Lahaina teacher joins the Hokule‘a in New York
LAHAINA – Mary Anna Grimes, an eighth grade teacher at Sacred Hearts School in Lahaina, is meeting up with the Hokule’a in New York.
For a period of time, Grimes lived on her own 30-foot sailboat while traveling throughout the Pacific. This personal sailing opportunity prepared her for the flexibility and adaptability needed to be a crewmember on the Hokule’a voyaging canoe.
“Hokule’a sailed into my life in 2003 when I was earnest to learn, along with my eighth grade students, about the amazing life and vision of this canoe and what she represented,” said Grimes. “The more I learned, the more amazed I became with her past voyages and, more importantly, the ports for which she was bound.”
Being involved as a crewmember on the Hokule’a Worldwide Voyage has expanded her grasp of the vastness and importance of revolutionizing education.
“My experience as education specialist on the 2014 Samoa leg of the voyage gave me and my students the opportunities to change our perception of what school is and the limitless possibilities of what school can be!”

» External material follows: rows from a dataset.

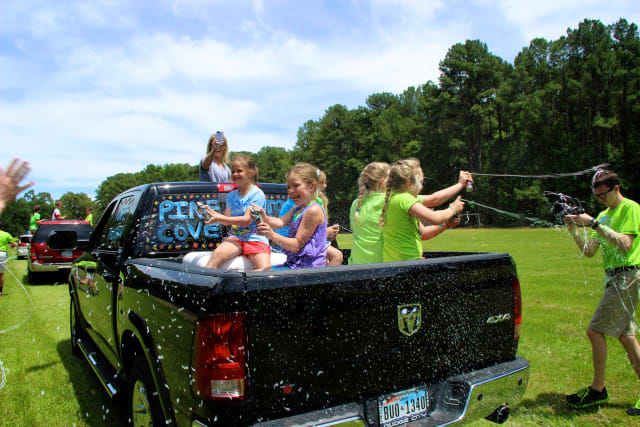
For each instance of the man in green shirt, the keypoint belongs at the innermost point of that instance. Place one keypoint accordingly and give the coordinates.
(6, 240)
(615, 230)
(35, 219)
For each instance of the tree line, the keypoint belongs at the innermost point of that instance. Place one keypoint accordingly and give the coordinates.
(564, 105)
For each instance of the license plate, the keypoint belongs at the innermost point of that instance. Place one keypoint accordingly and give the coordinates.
(402, 407)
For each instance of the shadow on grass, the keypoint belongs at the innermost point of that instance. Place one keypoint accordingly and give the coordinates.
(96, 408)
(555, 406)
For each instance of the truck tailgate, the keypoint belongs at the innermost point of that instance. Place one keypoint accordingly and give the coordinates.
(334, 334)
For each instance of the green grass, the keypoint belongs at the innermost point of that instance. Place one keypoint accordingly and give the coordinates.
(44, 383)
(47, 385)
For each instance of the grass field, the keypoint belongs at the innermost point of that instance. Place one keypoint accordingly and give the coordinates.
(44, 384)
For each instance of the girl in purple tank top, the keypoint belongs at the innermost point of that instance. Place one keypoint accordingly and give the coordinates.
(305, 245)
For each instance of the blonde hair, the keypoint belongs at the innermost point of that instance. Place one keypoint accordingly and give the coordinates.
(248, 163)
(225, 147)
(310, 175)
(402, 172)
(370, 178)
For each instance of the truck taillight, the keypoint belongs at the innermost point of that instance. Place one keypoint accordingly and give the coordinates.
(227, 187)
(220, 356)
(517, 308)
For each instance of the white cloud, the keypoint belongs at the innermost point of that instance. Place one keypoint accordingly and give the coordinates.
(96, 88)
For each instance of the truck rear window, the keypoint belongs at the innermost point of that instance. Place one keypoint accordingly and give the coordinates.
(42, 234)
(174, 223)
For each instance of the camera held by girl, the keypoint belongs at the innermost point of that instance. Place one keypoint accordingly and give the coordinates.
(305, 244)
(243, 238)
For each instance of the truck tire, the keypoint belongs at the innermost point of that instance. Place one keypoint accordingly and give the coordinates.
(74, 327)
(144, 405)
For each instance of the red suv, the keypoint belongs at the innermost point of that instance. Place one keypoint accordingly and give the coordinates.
(45, 256)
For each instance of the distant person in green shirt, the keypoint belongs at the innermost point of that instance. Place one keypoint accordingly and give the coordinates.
(9, 188)
(35, 219)
(6, 240)
(615, 230)
(89, 217)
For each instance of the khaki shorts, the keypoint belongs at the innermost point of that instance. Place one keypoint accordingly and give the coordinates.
(615, 314)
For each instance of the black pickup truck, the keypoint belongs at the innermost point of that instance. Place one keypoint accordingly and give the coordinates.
(426, 342)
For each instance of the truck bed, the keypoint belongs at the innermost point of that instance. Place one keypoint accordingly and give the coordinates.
(325, 337)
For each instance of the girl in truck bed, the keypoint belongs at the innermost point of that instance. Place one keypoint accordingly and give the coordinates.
(305, 245)
(402, 213)
(243, 239)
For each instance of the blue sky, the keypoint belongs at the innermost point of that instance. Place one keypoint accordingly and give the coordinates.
(89, 89)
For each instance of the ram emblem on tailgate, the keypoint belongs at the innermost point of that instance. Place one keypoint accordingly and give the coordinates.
(499, 318)
(409, 318)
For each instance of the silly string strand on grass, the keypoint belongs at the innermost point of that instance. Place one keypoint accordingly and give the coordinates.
(3, 370)
(28, 296)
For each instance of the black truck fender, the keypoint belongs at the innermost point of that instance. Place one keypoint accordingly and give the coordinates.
(136, 341)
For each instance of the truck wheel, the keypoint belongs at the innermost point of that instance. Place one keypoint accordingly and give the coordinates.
(144, 405)
(74, 328)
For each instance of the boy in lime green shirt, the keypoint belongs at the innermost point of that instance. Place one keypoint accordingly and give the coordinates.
(615, 230)
(6, 240)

Grimes is currently in New York as a ready crewmember and volunteer in spreading the message of the present Hokule’a four-year voyage to “Malama Honua” – to care for our Island Earth.
“I volunteered to do outreach with schools, organizations, clubs and with the general public to share the importance of the voyage,” she said.
In honor of the arrival of the Hokule’a coinciding with World Oceans Day, The Explorers Club United Nations Committee celebrated a special Presidential Dinner featuring Master Navigator Nainoa Thompson, president of the Polynesian Voyaging Society, along with crewmembers Lehua Kamalu and Jenna Ishii, on Friday, June 10, at the Explorers Club in New York City.
“The crew returned Club Flag #124, which they carried on multiple legs of the worldwide journey,” said Grimes. “Several foreign dignitaries and other notable attendees joined the proceedings, where the Hawaiian Air Serenaders and Dancers performed live.”
A symbol of cultural revival, the history of Hokule’a was shared to inspire other indigenous cultures. This replica of an ancient Polynesian voyaging canoe was built 40 years ago and revitalized voyaging and navigation traditions throughout the Pacific.
“The canoe also sparked a reawakening of Hawaiian culture, language and identity,” said Grimes. “Her name, ‘Hokule’a,’ means ‘star of gladness.’ In Hawaiian, it refers to Arcturus, a guiding zenith star for Hawaiian navigators.
“Arcturus passes directly overhead at Hawaii’s latitude, helping sailors find the islands.”
Hokule’a first set out on the Pacific Ocean in 1975. Since then, she has traveled to multiple countries across the globe, reawakening a Hawaiian cultural renaissance in the process through reviving the traditional art of wayfinding – navigating the sea guided by nature, using the ocean swells, stars and wind.
The canoe’s twin hulls allow her to handle large ocean swells and recover easily in the troughs of waves, and her triangular canvas sails can harness winds up to 20 knots.
“My plan is to be in New York until Hokule’a’s departure on June 19th,” Grimes said. “Then, I will join the crew in Mystic Seaport, Connecticut on June 23 through June 27th and in Martha’s Vineyard until July 1st.
“I am still so excited to be part of this historical voyage which honors the traditional Polynesian art of non-instrumental navigating.”